Today, user 'foo' at host 'bar' has SELECT, UPDATE, and DELETE.
mysql> SHOW GRANTS FOR 'foo'@'bar';
+-------------------------------------------------------------------------------+
| Grants for foo@bar |
+-------------------------------------------------------------------------------+
| GRANT SELECT, UPDATE, DELETE ON *.* TO 'foo'@'bar' IDENTIFIED BY PASSWORD '*' |
+-------------------------------------------------------------------------------+
1 row in set (0.00 sec)
Oops, they shouldn't have delete, so you fix that. Tomorrow's file contains the correct grant statement:
mysql> GRANT SELECT, UPDATE ON *.* TO 'foo'@'bar';
Query OK, 0 rows affected (0.00 sec)
After that's processed, what privileges does the user have?

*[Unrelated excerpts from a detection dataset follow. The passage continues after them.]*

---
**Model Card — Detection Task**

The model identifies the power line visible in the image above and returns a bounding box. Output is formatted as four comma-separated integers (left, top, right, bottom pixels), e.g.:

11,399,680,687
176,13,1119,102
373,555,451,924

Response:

mysql> SHOW GRANTS FOR 'foo'@'bar';
+-------------------------------------------------------------------------------+
| Grants for foo@bar |
+-------------------------------------------------------------------------------+
| GRANT SELECT, UPDATE, DELETE ON *.* TO 'foo'@'bar' IDENTIFIED BY PASSWORD '*' |
+-------------------------------------------------------------------------------+
1 row in set (0.00 sec)
The GRANT statement is additive, so it only specifies what privileges should be added if not present.
I would think, then, that a better approach might be what @Mat was (I think) implying... you should script the privilege changes you want to make, then execute that script against all of the servers you want to update, rather than trying to treat one server as permissions master.